Wednesday, February 9, 2011

BEING CALLED A LIBERAL ISN'T AN INSULT

I’ve been dipping my toes in some of the comments sections over on AOHell (yes, Lisa there does lie madness). Considering how some of the posters feel about the Huffington Post, I wonder how they’ll feel about the merger with AOL. After all there’s no site I know of that’s crazier than AOL, so where can they go? :-)It can be useful place to pick up journal ideas sometimes though. There are folks on those boards who treat the word Liberal as if was an insult. I guess in their eyes it is.

I’ve got to tell you though, as possible insults go, liberal is about as mild as it gets. And since a few of them claim to be Christians, I’d love to ask them if they’ve read that pesky little verse about hating your neighbor. I seem to remember that Jesus said something along the lines of “saying that you hate your neighbor in your heart is the same as murdering him.”

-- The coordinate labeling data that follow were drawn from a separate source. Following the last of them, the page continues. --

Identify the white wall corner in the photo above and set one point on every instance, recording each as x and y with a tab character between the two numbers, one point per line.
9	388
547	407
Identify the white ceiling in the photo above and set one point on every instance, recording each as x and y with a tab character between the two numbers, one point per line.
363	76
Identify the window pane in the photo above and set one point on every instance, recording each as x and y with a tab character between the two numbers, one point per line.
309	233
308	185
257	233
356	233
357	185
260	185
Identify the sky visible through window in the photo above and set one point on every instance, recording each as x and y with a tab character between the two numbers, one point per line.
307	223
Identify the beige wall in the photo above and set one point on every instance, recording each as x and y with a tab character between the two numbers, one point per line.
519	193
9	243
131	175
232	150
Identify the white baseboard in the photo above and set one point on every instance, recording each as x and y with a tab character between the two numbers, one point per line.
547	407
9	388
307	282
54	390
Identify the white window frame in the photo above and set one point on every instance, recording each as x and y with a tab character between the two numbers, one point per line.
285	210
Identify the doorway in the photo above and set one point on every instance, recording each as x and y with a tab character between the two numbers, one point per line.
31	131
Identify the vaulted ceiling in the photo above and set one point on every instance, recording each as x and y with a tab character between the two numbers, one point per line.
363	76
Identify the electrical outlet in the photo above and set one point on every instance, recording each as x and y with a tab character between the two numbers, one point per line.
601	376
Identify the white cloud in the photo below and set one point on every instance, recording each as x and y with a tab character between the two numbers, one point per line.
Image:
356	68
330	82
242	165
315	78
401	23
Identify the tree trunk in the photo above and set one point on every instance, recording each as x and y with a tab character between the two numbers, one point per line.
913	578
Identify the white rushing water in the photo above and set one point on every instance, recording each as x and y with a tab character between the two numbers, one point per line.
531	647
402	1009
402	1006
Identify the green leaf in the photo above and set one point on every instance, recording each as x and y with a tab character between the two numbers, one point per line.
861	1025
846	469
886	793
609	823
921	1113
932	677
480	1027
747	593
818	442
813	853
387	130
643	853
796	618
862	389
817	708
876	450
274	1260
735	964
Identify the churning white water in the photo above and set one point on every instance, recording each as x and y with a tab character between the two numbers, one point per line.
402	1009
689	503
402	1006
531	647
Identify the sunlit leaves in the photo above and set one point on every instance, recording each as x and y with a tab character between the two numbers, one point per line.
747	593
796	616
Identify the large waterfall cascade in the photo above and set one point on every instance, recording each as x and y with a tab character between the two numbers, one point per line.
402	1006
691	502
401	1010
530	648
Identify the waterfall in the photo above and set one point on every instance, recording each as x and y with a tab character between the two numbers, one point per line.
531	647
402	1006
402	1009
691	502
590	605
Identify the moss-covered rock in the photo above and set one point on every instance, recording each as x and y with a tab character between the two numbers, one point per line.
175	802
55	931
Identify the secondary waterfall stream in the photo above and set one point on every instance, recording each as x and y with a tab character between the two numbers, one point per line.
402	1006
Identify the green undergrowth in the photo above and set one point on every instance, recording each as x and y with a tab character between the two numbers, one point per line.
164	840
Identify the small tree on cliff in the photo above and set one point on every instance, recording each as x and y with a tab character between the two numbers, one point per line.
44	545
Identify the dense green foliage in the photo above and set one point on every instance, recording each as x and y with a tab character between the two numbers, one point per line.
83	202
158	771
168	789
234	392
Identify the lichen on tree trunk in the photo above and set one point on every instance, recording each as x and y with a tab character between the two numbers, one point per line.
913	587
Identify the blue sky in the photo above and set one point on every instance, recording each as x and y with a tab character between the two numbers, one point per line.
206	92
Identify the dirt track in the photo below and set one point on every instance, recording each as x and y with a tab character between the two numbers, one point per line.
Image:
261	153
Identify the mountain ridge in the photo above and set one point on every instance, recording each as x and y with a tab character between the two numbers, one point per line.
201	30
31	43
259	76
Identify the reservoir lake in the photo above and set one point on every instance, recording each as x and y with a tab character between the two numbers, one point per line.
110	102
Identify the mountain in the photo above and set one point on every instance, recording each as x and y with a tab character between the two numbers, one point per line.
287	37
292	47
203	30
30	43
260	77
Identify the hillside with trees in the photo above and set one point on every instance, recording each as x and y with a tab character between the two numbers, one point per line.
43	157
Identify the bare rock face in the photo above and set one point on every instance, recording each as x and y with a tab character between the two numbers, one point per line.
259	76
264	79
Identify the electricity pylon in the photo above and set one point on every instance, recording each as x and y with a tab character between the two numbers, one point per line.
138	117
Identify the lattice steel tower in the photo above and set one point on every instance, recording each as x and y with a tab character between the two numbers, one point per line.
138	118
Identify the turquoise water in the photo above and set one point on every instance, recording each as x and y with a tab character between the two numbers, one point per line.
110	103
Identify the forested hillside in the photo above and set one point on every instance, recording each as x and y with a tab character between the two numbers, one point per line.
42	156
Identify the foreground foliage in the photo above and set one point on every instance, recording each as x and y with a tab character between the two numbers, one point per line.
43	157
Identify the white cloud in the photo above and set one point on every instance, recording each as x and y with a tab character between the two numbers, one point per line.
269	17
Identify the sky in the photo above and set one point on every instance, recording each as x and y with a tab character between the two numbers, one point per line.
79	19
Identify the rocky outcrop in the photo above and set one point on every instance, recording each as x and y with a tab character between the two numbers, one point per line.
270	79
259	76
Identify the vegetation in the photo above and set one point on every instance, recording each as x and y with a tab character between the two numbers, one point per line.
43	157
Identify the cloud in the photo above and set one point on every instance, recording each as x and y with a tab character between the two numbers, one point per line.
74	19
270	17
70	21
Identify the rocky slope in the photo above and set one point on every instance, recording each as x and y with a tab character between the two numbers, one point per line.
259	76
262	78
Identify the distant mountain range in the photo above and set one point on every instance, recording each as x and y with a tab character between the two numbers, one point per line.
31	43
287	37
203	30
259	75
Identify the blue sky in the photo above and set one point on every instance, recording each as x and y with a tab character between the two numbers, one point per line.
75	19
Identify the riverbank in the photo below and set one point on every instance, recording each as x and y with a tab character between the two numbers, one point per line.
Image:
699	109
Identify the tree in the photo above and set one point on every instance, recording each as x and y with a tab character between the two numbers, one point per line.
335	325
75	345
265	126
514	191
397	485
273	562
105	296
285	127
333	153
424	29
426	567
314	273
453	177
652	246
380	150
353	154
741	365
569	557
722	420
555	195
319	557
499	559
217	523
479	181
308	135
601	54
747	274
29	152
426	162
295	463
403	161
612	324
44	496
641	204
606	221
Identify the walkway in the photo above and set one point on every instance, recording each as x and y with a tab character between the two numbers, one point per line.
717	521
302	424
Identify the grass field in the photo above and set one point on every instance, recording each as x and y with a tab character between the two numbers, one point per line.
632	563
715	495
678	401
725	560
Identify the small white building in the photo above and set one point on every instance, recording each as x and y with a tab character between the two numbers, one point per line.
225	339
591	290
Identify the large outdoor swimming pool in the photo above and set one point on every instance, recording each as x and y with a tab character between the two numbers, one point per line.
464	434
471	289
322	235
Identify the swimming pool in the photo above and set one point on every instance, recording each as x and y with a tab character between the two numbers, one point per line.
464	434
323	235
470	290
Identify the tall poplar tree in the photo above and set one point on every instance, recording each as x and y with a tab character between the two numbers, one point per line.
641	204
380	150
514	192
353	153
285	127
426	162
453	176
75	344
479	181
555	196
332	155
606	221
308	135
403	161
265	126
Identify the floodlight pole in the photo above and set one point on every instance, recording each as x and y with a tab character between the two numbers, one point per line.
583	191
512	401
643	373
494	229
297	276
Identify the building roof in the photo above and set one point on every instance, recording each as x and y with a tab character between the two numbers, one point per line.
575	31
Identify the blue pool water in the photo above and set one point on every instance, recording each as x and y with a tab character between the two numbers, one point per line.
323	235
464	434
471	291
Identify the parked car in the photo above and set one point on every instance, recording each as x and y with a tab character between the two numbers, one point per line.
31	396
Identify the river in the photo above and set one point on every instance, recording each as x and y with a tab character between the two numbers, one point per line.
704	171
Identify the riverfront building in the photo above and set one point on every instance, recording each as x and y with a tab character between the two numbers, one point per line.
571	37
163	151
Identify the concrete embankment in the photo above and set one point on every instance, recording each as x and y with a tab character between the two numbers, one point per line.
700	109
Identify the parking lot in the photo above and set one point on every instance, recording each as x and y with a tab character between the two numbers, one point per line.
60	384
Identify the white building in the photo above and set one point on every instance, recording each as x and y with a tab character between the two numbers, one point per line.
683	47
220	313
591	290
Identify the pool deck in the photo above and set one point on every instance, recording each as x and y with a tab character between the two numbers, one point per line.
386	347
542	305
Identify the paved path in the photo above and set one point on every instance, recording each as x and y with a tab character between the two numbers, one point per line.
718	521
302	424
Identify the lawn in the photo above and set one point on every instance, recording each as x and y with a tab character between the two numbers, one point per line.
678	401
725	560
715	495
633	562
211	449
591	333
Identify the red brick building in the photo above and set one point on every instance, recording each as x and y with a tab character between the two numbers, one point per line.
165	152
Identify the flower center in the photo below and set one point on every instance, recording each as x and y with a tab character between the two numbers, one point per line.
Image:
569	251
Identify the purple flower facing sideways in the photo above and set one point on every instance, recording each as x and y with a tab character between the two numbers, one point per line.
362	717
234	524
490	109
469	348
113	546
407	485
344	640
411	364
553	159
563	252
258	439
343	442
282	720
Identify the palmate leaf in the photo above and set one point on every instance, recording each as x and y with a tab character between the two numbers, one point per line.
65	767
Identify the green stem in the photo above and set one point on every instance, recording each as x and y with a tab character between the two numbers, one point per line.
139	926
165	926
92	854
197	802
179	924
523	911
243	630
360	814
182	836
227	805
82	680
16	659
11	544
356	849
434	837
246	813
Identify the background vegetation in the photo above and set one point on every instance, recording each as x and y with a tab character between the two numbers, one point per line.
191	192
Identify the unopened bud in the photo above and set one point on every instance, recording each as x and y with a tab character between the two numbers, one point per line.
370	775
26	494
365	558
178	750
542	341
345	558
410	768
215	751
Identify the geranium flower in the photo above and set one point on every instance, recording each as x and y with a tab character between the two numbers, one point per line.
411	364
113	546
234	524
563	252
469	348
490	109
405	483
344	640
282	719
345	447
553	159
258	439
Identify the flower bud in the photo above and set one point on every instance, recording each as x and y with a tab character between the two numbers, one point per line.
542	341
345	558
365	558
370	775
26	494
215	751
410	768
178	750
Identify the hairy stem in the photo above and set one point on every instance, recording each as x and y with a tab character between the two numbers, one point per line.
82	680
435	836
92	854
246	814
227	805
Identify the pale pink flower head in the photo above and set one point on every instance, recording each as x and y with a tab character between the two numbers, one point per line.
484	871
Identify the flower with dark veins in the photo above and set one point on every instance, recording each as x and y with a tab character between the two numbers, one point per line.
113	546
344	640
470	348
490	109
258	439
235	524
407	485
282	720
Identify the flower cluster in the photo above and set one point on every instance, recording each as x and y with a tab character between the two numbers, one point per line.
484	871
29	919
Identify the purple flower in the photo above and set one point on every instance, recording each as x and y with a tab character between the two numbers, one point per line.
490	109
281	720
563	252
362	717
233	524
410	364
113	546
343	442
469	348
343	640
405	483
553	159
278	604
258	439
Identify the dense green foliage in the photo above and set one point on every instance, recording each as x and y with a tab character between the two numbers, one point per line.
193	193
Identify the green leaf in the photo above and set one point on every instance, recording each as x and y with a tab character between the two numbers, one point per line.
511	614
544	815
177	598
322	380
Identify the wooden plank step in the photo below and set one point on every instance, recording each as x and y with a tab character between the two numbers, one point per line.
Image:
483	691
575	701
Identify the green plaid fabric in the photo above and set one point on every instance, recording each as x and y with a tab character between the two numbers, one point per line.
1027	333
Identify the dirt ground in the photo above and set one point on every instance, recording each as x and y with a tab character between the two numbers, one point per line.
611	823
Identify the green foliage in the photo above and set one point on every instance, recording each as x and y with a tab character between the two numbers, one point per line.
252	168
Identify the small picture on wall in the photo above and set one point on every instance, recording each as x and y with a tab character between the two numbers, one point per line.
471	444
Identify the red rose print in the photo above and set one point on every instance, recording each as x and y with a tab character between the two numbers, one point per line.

I’ve been researching my family tree over the last year. And the ancestors seem to run heavily to New England dissenters and seekers, Mid Atlantic Quakers and the odd Maryland or Virginia Roman Catholic. I’m sure there’s the odd Anglican in the mix, too.

A distant cousin four centuries or so removed, Thomas Gerard, went to the stake with Robert Barnes in July of 1540 for being too Protestant. They hanged three Catholics the same day because they wouldn’t sign the Act of Supremacy that made Henry VIII the head of the church in England. Henry, it seems, was something of an equal opportunity oppressor when it came to religion. (did I really say that?)

Ironically, Thomas Cromwell who pointed out to Henry that if he was head of the English church he could basically grant himself a divorce and get on with the business of getting a male heir without interference from Rome had gone to the block two days earlier. He’d let the genie out of the bottle, miscalculated how far Henry was willing to go on the road to reformation.

A great uncle a dozen or so times removed, John Gerard, spent a stretch in the tower in Elizabeth’s time for being too Catholic. He was a Jesuit who had been functioning as an underground priest. He managed to survive, finally went into exile for good and wrote his memoirs.

Members of the family have probably been called ranters, levelers, diggers, schismatics, heretics, papists, atheists and/or blasphemers. Remember, being called a Puritan or a Quaker was not meant as a term of affection. Heck, being called a liberal is relatively tame.

And that was while they were in England. Once they arrived in the New World each group became targets for the others. Roger Williams came into conflict with the Puritan leadership in what became Massachusetts and ended up founding Rhode Island.

Thomas Hooker was no believer in universal suffrage, but did believe that if you belonged to the church (and were a man) you should have the right to vote even if you weren’t a land owner. He and his followers helped found Connecticut.

Quakers who showed up preaching in Massachusetts were lucky if they were just kicked out of the colony. Come back and you risked being flogged at the back end of a cart while being paraded through the town. A few insisted on coming back a third or fourth time and finally faced a date with the village hangman. Not that many, but it's scary how fast the persecuted turn around and become persecuters.

I guess that set the pattern for what has happened over the years. As long as there was someplace else to go, we could get out of Dodge if we couldn't get along with each other. But, now there’s no frontier to run to; we have to stay where we are. Hopefully, somewhere along the line we’ll finally grow up (sort of) and learn to get along (maybe).

1 comment:

Lisa :-] said...

I agree with Ellen Degeneres. If we're the best that creation has to offer, we're in big trouble.